Yeah, if we were seriously considering it, I would definitely make sure we talked it through and that we'd thought of all potential issues beforehand. I hadn't thought of suggesting he read some literature on Aspie relationships... I might talk to him about it rather than just presenting him with a manual, might freak him out slightly. I'm also somewhat wary of relying too much on books on Asperger's in case he takes it too literally. Mind you, I haven't read the book in question, it might be a perfect fit for how I feel and for our relationship.

We are, to some extent, in a sort of 'in between' stage at the moment, where some of his clothes are at mine, some of mine are at his, we share some food, we have toothbrushes at each other's houses... little things like that. But it's still a massive jump.

It's difficult for me, in my mind, to stop seeing this as either 'good idea' or 'bad idea' and constantly switching between the two. I suppose I can accept that it could be both, or that even I can't know yet which one it would be.

We've discussed (not really very seriously) that we'd live together one day, in a couple of years, but we'd always said that living together while still at uni would be a Bad Thing.

It's occurred to me, just now, thinking about it, that he does affect my routine in potentially dangerous ways. For example, I've become used to him making me breakfast and today he didn't do that, so I haven't eaten all day.
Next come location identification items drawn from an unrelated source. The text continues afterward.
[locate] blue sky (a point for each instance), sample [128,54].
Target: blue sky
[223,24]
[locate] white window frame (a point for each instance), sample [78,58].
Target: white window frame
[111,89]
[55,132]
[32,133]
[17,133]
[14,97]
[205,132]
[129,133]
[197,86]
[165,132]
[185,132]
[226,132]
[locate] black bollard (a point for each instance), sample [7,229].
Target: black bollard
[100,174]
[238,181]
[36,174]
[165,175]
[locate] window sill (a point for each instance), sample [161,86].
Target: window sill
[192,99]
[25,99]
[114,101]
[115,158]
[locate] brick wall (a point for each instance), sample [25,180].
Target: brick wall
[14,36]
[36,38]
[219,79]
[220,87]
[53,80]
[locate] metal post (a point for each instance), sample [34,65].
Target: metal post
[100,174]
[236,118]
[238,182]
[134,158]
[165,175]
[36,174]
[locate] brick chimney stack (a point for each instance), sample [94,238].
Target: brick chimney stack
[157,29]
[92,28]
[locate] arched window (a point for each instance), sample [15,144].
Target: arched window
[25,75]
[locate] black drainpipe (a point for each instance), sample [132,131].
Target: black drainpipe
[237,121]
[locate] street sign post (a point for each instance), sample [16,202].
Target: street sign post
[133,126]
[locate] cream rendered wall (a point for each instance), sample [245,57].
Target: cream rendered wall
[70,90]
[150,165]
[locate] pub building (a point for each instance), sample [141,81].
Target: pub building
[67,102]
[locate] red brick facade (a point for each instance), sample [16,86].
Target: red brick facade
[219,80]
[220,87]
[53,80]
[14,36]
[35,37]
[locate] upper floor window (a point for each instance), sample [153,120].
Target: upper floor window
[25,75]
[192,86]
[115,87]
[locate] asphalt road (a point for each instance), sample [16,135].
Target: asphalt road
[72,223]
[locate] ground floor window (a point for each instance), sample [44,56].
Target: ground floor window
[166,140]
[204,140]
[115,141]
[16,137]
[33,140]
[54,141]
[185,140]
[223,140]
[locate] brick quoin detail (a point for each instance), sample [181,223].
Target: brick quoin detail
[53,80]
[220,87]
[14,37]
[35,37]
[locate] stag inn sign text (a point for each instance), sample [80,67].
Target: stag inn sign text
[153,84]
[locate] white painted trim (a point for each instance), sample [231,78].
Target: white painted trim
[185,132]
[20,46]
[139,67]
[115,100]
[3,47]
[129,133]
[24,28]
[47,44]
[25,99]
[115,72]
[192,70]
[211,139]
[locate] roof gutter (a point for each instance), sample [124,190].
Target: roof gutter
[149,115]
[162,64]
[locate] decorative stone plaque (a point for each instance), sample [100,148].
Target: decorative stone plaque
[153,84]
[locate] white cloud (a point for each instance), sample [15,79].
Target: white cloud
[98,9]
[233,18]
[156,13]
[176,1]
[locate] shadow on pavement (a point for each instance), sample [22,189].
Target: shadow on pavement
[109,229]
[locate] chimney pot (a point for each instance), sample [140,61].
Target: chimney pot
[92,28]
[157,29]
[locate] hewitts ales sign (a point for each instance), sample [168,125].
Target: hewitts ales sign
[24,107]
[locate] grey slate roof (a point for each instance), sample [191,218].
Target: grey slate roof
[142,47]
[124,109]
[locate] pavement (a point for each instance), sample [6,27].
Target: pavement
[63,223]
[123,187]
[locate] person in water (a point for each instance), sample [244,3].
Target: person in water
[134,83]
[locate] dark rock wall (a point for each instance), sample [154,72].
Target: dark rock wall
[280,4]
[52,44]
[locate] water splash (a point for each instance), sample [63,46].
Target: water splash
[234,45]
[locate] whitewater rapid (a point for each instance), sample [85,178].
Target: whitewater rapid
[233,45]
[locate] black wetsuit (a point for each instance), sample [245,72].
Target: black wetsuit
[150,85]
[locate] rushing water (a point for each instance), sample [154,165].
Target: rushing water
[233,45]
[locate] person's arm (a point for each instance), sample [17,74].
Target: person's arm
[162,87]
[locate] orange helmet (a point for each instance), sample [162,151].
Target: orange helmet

It just didn't occur to me to do so because he didn't give me any food. I'm not entirely sure if that's something I need to deal with myself (remind myself to eat etc) or that we need to discuss. It isn't really fair for me to ask him to provide all my food.

But then again, if we were living together, it might become easier to work out a system. Part of the problem now is possibly that it isn't clear cut... I rarely know until late evening whether or not we're eating together, or whether he's coming to my house or me going to his.

I don't know. I feel like I'm going round in circles here.